Few productivity apps survive fifteen years without losing the plot. Todoist, made by the fully remote company Doist since 2007, remains what it started as: a fast place to write down tasks and a reliable system for surfacing them at the right time. Type "submit report every other Friday at 4pm #work" and the app parses the schedule, recurrence, and project from plain English. That capture speed, more than any single feature, explains its loyal user base.
The Android app is a first-class citizen rather than a web wrapper, with widgets, offline task entry, Wear OS support, and quick-add from the notification shade. Doist's business model is a straightforward subscription with no ads or data sales, which we credit in the privacy section. The trade-off arrives on the free plan, where project caps and missing reminders push committed users toward paying.
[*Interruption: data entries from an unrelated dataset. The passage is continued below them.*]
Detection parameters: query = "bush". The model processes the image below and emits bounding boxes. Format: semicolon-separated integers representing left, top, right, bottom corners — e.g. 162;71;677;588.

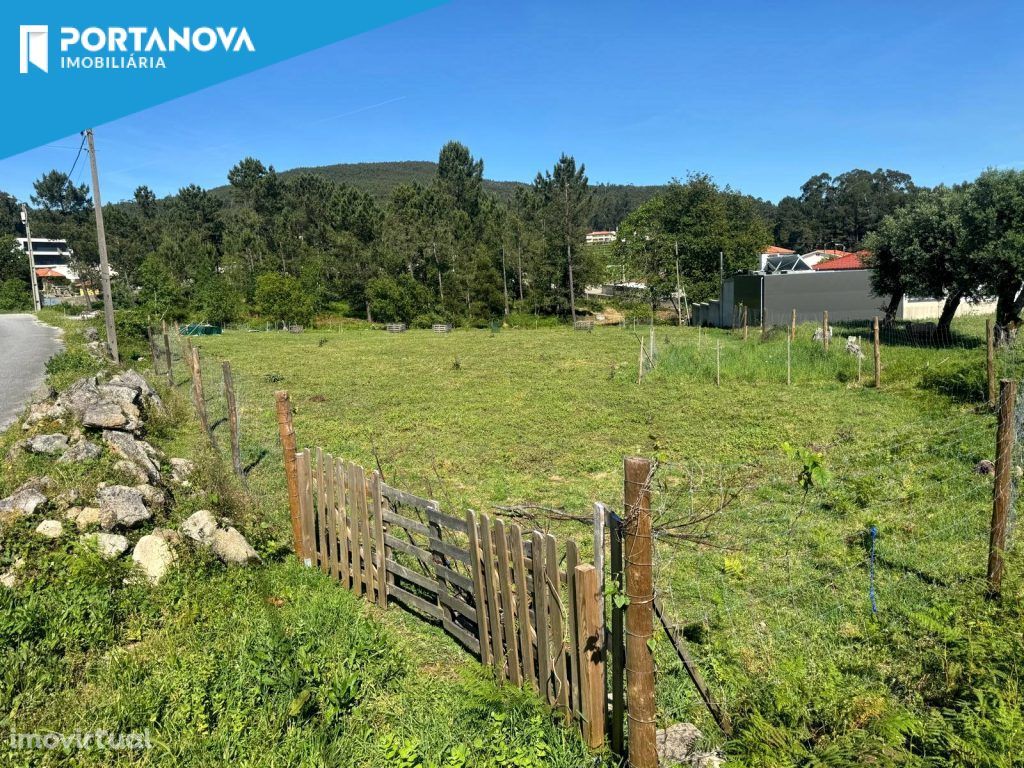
0;279;31;311
366;274;432;324
920;362;987;403
255;273;314;326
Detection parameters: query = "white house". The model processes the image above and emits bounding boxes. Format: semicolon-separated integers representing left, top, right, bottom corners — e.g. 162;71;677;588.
586;230;617;245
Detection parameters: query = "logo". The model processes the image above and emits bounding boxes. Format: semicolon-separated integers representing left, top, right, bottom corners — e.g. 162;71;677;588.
19;25;48;73
17;25;255;73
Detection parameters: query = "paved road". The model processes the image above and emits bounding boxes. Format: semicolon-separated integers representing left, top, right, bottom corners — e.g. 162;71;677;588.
0;314;63;431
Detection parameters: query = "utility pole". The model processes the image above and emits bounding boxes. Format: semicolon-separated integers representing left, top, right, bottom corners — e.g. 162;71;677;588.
20;205;41;311
85;129;119;363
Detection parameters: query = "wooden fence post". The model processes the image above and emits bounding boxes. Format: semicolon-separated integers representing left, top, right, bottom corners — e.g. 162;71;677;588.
742;305;748;340
988;378;1016;597
161;320;174;387
593;503;606;632
275;391;303;559
575;564;605;750
786;335;792;386
873;317;881;388
790;308;796;341
987;319;997;406
222;361;244;481
189;347;215;446
608;509;625;759
623;457;657;768
823;310;830;352
147;325;160;373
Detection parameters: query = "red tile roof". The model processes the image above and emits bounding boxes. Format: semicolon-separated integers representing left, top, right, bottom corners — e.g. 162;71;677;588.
763;245;796;254
811;251;868;271
35;267;64;278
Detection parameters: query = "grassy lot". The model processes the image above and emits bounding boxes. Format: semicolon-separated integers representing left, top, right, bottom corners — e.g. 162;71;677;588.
1;313;594;768
186;315;1022;766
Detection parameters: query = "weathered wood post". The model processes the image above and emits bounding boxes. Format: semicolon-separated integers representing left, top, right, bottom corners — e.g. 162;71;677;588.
823;310;830;352
147;325;161;373
161;320;173;387
987;319;997;406
623;457;657;768
275;391;304;559
189;347;214;446
790;308;797;341
873;317;881;388
786;335;792;386
988;378;1016;597
715;339;721;388
742;305;748;340
608;508;625;758
857;336;863;384
222;361;244;480
575;564;606;749
593;502;606;632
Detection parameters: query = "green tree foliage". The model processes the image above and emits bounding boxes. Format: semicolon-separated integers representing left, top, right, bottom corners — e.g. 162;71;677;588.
31;170;91;215
531;155;593;321
866;187;968;331
774;169;916;251
254;273;314;326
617;174;772;305
959;169;1024;331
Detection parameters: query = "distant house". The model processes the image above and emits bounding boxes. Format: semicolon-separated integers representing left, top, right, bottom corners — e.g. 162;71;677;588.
811;250;868;271
16;238;92;306
691;247;996;327
800;249;855;268
758;245;797;270
586;230;617;245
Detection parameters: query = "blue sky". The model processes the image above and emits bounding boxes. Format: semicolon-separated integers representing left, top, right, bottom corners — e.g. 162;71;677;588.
3;0;1023;204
Capturing tasks before they evaporate
Quick-add is the killer workflow: a widget, tile, or share-sheet action opens a single text field, natural language sets the date, and you are done in five seconds. People abandon task apps when entry is slow; Todoist has made entry nearly frictionless.
Running a personal GTD system
Projects, sub-tasks, labels, priorities, and saved filters map cleanly onto Getting Things Done and similar methods. The Today and Upcoming views give a defensible daily plan without the configuration burden of heavier tools like Notion.
Sharing lists with family or a small team
Any project can be shared, with tasks assignable to specific people and comments attached where discussion belongs. Grocery lists, household chores, and small-team checklists work well, though larger teams will hit the ceiling of what a task list can coordinate.
Natural language date parsing
Phrases like "tomorrow 9am", "every 3rd workday", or "next month" become structured due dates as you type, in multiple languages. Competing apps have copied the idea; few match how rarely Todoist misreads intent.
Cross-platform sync
Android, iOS, Windows, macOS, Linux, browser extensions, email plugins, and Wear OS all stay in sync through Doist's servers. Changes made offline on the phone queue up and reconcile when the connection returns.
Filters, labels, and views
Saved filter queries such as overdue tasks tagged @errands across all projects create custom dashboards, and projects can display as lists, boards, or a calendar. The most powerful view options belong to the paid tiers.
Karma and streaks
A lightweight points system tracks daily and weekly completion goals. It is entirely optional and easy to ignore, which is the right amount of gamification for a tool adults use for work.